Developmental Expression and Gene Regulation of Insulin-like 3 Receptor RXFP2 in Mouse Male Reproductive Organs.
Feng S, Bogatcheva NV, Truong A, Korchin B, Bishop CE, Klonisch T, Agoulnik IU, Agoulnik AI.
Biol Reprod. 2007 Jul 5; [Epub ahead of print]
PMID: 17615407
“The common INSL3 G178A polymorphism was not statistically significantly associated with male infertility (P>.05), even though INSL3 is essential for the occurrence of bilateral cryptorchidism.”
Preliminary analysis of the G178A polymorphism of insulin-like factor 3 in male infertility.

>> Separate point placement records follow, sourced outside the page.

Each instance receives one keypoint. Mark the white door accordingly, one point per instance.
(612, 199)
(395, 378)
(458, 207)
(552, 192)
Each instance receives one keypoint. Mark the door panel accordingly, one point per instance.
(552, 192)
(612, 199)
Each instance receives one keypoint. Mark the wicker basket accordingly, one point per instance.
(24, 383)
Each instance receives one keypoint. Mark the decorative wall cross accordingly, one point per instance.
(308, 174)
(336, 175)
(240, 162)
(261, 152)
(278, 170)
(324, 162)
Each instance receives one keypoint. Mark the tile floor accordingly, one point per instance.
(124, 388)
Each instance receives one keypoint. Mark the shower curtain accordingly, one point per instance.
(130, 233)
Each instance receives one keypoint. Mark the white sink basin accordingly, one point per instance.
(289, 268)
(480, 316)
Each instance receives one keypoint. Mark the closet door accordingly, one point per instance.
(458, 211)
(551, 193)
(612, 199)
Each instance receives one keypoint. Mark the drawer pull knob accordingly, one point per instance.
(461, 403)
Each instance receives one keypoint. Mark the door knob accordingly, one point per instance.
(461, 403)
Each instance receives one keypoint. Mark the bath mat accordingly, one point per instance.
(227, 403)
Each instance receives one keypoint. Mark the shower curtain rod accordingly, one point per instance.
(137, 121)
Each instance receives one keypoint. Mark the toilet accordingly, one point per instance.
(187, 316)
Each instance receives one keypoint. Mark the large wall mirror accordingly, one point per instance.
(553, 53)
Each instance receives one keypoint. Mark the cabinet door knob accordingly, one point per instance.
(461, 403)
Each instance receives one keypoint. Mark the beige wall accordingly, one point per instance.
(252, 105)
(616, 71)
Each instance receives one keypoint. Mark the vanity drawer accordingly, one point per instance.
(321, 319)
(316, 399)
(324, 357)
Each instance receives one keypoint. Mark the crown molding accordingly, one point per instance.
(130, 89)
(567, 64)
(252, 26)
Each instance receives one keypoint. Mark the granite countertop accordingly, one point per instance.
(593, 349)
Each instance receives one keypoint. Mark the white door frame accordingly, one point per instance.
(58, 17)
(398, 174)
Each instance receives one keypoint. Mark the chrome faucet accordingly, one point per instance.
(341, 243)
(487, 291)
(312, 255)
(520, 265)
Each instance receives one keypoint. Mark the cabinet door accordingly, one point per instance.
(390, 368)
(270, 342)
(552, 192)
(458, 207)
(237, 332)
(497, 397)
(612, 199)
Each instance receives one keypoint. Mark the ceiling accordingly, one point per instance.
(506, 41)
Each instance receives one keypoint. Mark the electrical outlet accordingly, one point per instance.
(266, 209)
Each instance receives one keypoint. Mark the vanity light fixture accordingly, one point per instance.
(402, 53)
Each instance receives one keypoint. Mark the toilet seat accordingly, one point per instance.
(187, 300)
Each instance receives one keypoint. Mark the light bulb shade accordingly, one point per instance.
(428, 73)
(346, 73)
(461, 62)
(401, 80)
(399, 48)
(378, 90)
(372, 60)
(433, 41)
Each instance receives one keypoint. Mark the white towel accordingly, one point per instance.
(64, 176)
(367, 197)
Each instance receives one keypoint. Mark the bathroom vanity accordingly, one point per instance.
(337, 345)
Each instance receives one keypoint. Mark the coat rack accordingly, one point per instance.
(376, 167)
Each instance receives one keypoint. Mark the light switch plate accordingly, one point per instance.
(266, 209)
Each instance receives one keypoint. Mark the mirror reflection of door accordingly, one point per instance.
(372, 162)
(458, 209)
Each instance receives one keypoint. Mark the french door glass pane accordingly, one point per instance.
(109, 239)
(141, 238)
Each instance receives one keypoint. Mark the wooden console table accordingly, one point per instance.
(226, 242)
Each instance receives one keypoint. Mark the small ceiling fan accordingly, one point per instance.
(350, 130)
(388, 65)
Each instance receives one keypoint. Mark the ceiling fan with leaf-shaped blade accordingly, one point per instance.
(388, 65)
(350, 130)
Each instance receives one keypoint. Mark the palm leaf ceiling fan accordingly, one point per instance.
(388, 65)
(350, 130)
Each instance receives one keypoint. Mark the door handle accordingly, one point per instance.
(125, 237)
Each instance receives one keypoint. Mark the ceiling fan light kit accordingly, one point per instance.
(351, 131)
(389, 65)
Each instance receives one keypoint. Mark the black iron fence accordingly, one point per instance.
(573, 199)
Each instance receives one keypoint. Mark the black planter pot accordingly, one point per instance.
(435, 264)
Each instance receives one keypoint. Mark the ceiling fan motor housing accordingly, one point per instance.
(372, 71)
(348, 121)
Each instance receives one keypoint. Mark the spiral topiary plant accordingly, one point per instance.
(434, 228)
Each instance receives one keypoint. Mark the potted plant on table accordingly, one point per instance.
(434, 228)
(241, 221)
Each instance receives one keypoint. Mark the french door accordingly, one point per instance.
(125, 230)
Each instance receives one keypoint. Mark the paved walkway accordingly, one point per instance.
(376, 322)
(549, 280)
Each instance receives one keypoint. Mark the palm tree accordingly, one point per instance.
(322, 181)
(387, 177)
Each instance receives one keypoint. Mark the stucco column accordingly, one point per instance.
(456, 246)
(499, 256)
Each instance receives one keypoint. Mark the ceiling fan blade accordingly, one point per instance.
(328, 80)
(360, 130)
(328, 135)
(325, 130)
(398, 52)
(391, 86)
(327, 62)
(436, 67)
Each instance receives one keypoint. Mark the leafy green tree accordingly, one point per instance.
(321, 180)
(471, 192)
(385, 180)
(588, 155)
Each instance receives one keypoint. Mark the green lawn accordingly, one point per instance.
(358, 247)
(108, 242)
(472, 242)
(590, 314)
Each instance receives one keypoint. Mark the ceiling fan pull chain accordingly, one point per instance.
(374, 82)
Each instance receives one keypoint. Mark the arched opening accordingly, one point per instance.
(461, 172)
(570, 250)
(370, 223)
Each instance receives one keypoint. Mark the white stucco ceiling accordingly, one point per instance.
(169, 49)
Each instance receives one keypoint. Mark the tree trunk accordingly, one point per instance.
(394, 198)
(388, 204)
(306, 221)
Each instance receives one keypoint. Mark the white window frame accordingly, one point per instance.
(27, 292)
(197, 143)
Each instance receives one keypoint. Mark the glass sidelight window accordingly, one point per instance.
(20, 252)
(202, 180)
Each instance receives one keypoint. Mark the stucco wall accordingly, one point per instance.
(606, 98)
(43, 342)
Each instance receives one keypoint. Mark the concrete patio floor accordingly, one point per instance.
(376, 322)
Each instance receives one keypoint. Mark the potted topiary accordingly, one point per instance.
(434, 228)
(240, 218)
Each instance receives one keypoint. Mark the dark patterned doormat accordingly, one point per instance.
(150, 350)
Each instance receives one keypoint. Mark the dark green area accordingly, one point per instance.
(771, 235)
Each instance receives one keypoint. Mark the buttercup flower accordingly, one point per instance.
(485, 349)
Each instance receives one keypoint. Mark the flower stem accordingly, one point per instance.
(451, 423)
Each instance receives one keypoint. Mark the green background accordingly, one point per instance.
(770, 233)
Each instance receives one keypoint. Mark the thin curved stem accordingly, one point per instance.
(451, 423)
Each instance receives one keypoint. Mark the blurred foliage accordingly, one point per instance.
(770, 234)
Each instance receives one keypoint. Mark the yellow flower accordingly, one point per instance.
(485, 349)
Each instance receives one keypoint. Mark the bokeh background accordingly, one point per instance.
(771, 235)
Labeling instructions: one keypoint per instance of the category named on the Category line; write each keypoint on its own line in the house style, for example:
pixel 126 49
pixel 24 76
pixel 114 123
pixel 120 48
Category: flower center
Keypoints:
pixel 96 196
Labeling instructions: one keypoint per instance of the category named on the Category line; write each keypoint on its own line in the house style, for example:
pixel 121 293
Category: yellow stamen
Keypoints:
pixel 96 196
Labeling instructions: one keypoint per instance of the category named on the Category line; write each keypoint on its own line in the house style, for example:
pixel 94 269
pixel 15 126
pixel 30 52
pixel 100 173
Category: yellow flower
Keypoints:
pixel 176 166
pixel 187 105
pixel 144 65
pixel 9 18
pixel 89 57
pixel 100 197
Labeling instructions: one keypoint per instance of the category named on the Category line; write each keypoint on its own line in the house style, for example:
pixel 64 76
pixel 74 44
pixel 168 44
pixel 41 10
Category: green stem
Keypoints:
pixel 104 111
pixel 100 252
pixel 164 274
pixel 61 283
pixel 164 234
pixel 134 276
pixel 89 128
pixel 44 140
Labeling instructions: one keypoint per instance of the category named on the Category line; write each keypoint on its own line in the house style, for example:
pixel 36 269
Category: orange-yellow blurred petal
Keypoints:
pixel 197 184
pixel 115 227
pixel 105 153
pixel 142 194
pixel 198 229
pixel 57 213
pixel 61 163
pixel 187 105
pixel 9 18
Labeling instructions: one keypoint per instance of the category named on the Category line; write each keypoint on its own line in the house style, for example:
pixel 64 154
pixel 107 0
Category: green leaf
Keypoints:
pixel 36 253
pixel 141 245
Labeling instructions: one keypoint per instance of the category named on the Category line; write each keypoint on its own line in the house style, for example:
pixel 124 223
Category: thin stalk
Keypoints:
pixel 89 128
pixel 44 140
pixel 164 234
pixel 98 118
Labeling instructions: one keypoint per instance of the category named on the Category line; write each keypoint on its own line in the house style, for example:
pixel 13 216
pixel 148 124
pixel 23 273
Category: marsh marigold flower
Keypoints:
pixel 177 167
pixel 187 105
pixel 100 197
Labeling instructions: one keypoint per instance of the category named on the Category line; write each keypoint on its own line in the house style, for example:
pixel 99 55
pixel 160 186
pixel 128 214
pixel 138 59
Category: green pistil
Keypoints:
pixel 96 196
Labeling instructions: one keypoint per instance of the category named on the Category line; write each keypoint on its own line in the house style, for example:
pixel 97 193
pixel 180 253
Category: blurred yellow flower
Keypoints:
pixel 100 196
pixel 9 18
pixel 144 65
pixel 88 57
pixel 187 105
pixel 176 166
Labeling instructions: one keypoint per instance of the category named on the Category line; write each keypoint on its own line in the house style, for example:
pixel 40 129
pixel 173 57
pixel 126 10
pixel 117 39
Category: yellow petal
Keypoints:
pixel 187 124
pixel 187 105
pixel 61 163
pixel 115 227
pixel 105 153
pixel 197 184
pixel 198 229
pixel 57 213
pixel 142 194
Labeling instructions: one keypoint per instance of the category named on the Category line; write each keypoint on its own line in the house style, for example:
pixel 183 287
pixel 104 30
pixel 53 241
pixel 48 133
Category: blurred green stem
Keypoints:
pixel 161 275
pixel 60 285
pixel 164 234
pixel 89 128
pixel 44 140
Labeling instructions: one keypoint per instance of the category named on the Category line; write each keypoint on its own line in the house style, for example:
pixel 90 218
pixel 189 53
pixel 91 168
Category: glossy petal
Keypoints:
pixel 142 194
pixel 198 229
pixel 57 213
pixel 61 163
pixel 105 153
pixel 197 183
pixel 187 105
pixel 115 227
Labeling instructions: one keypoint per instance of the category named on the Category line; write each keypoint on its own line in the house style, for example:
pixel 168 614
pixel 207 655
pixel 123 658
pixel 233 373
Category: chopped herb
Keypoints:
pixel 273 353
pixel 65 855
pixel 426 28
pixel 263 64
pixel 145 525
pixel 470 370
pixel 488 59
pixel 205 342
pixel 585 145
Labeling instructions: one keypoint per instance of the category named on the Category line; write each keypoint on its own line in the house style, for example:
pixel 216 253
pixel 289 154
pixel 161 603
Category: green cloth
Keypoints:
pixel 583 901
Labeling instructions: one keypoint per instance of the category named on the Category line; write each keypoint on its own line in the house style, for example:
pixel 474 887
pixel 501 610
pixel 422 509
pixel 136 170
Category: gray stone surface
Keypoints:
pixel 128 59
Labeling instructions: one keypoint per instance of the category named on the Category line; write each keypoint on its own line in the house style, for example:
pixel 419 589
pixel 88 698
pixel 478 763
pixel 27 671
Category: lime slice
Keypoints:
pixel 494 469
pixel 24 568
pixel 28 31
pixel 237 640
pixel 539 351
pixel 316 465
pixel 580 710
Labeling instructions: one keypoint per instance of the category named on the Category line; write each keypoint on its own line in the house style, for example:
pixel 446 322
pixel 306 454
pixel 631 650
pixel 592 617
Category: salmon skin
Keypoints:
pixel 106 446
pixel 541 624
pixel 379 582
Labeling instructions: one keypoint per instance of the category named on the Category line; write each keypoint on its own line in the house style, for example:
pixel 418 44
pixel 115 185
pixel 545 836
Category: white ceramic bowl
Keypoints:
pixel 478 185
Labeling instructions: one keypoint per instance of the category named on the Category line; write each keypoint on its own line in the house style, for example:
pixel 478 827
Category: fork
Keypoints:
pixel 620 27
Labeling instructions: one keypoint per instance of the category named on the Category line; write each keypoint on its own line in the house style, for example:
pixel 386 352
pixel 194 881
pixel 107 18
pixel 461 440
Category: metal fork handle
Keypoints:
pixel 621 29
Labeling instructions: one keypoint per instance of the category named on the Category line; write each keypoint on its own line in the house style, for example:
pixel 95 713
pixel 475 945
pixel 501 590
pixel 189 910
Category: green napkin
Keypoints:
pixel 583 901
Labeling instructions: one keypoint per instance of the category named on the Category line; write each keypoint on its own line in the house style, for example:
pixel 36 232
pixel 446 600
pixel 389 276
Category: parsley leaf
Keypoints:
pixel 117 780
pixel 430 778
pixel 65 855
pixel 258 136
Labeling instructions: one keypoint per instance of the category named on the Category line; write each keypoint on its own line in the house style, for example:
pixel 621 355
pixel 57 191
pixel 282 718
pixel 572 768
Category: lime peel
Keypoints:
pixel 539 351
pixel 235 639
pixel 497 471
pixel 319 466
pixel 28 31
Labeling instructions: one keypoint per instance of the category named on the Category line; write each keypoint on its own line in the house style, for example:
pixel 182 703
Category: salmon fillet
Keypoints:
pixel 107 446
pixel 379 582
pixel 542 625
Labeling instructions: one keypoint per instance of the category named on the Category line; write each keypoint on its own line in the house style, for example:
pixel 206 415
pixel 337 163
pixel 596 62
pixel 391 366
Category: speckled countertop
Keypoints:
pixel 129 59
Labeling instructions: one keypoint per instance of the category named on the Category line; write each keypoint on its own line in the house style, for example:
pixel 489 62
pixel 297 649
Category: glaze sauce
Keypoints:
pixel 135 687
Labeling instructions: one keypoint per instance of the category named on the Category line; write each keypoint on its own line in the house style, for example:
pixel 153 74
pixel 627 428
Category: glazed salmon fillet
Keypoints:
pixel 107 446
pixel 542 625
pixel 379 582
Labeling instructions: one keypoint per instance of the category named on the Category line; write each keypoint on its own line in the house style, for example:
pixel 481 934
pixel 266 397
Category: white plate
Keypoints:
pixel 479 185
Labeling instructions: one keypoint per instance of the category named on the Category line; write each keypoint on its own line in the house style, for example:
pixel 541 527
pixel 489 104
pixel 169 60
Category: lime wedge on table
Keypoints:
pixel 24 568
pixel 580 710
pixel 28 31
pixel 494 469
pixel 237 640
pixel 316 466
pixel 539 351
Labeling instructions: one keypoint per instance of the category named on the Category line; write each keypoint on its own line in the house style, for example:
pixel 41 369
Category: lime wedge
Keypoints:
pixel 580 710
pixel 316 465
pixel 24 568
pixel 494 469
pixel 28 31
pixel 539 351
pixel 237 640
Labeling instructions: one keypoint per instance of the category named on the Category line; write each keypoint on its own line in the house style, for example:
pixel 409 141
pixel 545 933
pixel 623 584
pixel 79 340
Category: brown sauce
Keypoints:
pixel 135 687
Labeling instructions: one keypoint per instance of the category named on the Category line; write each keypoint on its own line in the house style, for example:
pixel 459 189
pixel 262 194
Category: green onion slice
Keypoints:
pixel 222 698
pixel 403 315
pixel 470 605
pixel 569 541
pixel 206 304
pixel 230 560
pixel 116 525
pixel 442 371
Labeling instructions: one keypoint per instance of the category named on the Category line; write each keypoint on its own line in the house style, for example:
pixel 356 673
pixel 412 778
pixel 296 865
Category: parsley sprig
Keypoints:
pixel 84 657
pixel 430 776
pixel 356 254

Yun YJ, Lee HC, Kim JE, Song SH, Lee S.
Fertil Steril. 2007 Jun 6; [Epub ahead of print]
PMID: 17559848
In an examination of the sperm of 13 infertile men presenting for ICSI, the researchers found no evidence of inner acrosome IZUMO absence. They speculate that “men with dysfunction of IZUMO would only be able to leave a descendant by the use of ICSI, which has been performed in infertility treatments for only the past 15 years. Prior to 15 years ago, they would have been lost from the population because of their infertile phenotype. As this would make such individuals quite rare, our sample size was likely insufficient to identify them.”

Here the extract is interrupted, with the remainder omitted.